All is good then,finally I can throw my 28 year old mag solitaire in a draw forever :naughty: actually my first new AAA light for as many years, Hope it is as good.
One thing I know it will be brighter 

BTW don't ask for beam shot comparisons, as IMHO a lighted match is brighter than my solitaire.


----------



## NetKidz (Feb 25, 2008)

liquidsix said:


> That quick release tailcap, when it's on is it fairly tight and secure? Or is there a danger of it comeing apart (releasing) when you don't want it to?


 
The tube is freely rotatable when the cap is locked. I think it shouldn't come apart accidently.


----------



## magic_elf (Feb 25, 2008)

Light-Reviews.com just reviewed this light too, though the runtime on that site seems slightly different. The ones here is "sharper" while the ones there is "smoother" where it falls off (sorry, not sure how to best describe it).


----------



## kooter (Feb 25, 2008)

Thats a nice review on that site. I wonder how many lumens it puts out on a 10440 though.

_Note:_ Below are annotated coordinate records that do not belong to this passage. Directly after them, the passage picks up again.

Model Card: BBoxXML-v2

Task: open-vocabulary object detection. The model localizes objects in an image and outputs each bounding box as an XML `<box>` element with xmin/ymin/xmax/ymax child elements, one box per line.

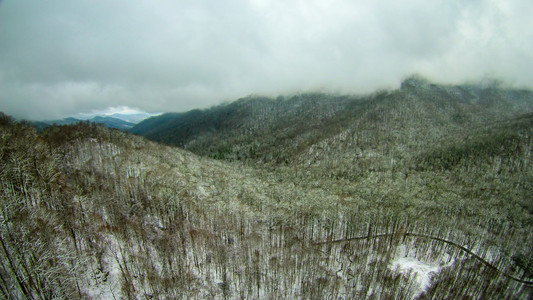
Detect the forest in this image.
<box><xmin>0</xmin><ymin>77</ymin><xmax>533</xmax><ymax>299</ymax></box>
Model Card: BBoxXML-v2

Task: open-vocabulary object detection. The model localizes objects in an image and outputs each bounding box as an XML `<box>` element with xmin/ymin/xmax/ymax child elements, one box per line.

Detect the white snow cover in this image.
<box><xmin>389</xmin><ymin>245</ymin><xmax>455</xmax><ymax>298</ymax></box>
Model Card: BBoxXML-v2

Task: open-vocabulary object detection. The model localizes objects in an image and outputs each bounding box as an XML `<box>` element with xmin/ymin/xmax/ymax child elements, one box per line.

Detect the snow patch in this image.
<box><xmin>391</xmin><ymin>257</ymin><xmax>440</xmax><ymax>292</ymax></box>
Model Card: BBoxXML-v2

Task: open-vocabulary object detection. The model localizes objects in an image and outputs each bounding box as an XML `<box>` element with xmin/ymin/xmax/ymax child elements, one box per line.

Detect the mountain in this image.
<box><xmin>0</xmin><ymin>78</ymin><xmax>533</xmax><ymax>299</ymax></box>
<box><xmin>130</xmin><ymin>77</ymin><xmax>533</xmax><ymax>169</ymax></box>
<box><xmin>89</xmin><ymin>116</ymin><xmax>135</xmax><ymax>130</ymax></box>
<box><xmin>31</xmin><ymin>116</ymin><xmax>135</xmax><ymax>131</ymax></box>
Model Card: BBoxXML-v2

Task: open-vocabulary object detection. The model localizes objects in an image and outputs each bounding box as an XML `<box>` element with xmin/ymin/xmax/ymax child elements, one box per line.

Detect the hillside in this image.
<box><xmin>31</xmin><ymin>116</ymin><xmax>135</xmax><ymax>131</ymax></box>
<box><xmin>0</xmin><ymin>78</ymin><xmax>533</xmax><ymax>299</ymax></box>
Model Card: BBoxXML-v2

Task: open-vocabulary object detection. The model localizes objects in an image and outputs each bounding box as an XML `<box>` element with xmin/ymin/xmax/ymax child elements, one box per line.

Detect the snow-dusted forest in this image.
<box><xmin>0</xmin><ymin>80</ymin><xmax>533</xmax><ymax>299</ymax></box>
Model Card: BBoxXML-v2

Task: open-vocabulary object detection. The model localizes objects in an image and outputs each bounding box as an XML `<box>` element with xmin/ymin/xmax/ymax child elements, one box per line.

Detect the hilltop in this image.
<box><xmin>0</xmin><ymin>78</ymin><xmax>533</xmax><ymax>299</ymax></box>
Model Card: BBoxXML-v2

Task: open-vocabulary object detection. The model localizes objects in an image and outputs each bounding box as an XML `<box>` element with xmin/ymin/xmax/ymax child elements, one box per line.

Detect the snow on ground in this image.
<box><xmin>391</xmin><ymin>257</ymin><xmax>440</xmax><ymax>291</ymax></box>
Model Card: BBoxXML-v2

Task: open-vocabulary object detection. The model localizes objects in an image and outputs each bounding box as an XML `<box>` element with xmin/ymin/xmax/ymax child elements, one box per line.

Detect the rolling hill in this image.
<box><xmin>0</xmin><ymin>77</ymin><xmax>533</xmax><ymax>299</ymax></box>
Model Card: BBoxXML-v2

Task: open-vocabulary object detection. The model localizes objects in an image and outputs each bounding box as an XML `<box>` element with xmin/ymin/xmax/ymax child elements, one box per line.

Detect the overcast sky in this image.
<box><xmin>0</xmin><ymin>0</ymin><xmax>533</xmax><ymax>120</ymax></box>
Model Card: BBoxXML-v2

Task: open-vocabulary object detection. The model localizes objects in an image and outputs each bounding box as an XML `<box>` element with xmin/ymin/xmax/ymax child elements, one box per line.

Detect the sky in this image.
<box><xmin>0</xmin><ymin>0</ymin><xmax>533</xmax><ymax>120</ymax></box>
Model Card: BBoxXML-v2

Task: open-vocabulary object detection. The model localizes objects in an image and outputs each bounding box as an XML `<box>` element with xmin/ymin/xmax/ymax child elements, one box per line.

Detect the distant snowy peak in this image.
<box><xmin>107</xmin><ymin>112</ymin><xmax>159</xmax><ymax>124</ymax></box>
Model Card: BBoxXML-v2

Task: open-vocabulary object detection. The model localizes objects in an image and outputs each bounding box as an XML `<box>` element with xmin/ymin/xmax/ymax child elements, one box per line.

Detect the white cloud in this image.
<box><xmin>0</xmin><ymin>0</ymin><xmax>533</xmax><ymax>118</ymax></box>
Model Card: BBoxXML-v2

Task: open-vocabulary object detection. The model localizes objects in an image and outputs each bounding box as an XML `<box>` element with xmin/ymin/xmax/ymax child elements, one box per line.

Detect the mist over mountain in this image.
<box><xmin>130</xmin><ymin>76</ymin><xmax>533</xmax><ymax>169</ymax></box>
<box><xmin>0</xmin><ymin>76</ymin><xmax>533</xmax><ymax>299</ymax></box>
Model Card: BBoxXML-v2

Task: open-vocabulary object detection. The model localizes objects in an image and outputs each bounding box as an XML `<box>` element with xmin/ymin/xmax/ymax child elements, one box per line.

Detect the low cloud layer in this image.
<box><xmin>0</xmin><ymin>0</ymin><xmax>533</xmax><ymax>119</ymax></box>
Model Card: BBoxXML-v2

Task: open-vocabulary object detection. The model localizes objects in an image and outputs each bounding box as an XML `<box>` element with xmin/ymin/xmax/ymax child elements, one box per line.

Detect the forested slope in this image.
<box><xmin>0</xmin><ymin>78</ymin><xmax>533</xmax><ymax>299</ymax></box>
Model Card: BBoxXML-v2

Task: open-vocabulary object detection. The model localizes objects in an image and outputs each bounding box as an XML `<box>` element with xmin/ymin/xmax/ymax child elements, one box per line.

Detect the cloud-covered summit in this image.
<box><xmin>0</xmin><ymin>0</ymin><xmax>533</xmax><ymax>119</ymax></box>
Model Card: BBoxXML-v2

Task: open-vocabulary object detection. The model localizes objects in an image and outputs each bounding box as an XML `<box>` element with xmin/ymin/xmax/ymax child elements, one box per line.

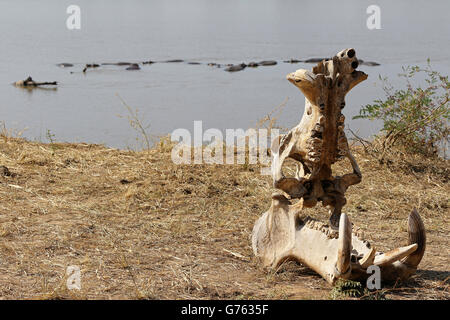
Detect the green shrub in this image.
<box><xmin>353</xmin><ymin>59</ymin><xmax>450</xmax><ymax>157</ymax></box>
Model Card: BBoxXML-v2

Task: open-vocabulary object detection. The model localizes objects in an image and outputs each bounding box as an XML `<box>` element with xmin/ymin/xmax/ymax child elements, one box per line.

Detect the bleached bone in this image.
<box><xmin>271</xmin><ymin>49</ymin><xmax>367</xmax><ymax>227</ymax></box>
<box><xmin>252</xmin><ymin>49</ymin><xmax>426</xmax><ymax>283</ymax></box>
<box><xmin>252</xmin><ymin>195</ymin><xmax>426</xmax><ymax>284</ymax></box>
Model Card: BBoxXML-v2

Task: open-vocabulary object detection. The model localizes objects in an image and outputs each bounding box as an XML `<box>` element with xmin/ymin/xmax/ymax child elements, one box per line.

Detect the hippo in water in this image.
<box><xmin>303</xmin><ymin>58</ymin><xmax>330</xmax><ymax>63</ymax></box>
<box><xmin>225</xmin><ymin>63</ymin><xmax>247</xmax><ymax>72</ymax></box>
<box><xmin>57</xmin><ymin>62</ymin><xmax>73</xmax><ymax>68</ymax></box>
<box><xmin>102</xmin><ymin>62</ymin><xmax>132</xmax><ymax>66</ymax></box>
<box><xmin>14</xmin><ymin>77</ymin><xmax>58</xmax><ymax>88</ymax></box>
<box><xmin>283</xmin><ymin>59</ymin><xmax>302</xmax><ymax>63</ymax></box>
<box><xmin>83</xmin><ymin>63</ymin><xmax>100</xmax><ymax>73</ymax></box>
<box><xmin>258</xmin><ymin>60</ymin><xmax>277</xmax><ymax>66</ymax></box>
<box><xmin>358</xmin><ymin>59</ymin><xmax>380</xmax><ymax>67</ymax></box>
<box><xmin>247</xmin><ymin>61</ymin><xmax>259</xmax><ymax>68</ymax></box>
<box><xmin>125</xmin><ymin>63</ymin><xmax>141</xmax><ymax>70</ymax></box>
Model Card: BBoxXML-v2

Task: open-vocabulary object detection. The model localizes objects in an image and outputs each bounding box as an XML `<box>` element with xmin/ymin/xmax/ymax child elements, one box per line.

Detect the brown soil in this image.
<box><xmin>0</xmin><ymin>137</ymin><xmax>450</xmax><ymax>299</ymax></box>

I guess i will just have to wait and see how bright it is compared to the LOD Q4. Come on mr postman, bring me my light.


----------



## magic_elf (Feb 26, 2008)

Damn that review shwos the LF2 X giving over 1700+ lux from a 10440!
Is that even possible from a light this size, or think it could be a typo?


----------



## regulator (Feb 26, 2008)

I did an unscientific runtime comparision with a new olive Fenix LOD Q4 and the LF2X. Using the ceiling bounce test, I adjusted the LF2X to what the LOD put out on medium.

On an eneloop AAA they were almost identical runtime. The LF2X ran for 2:40 and the LOD 2:46. I was very pleased. From others runtime plots the LF2X has a flatter discharge curve than the LOD and the LF2X may have been ever "so" slightly brighter at the very end but you could not really notice. 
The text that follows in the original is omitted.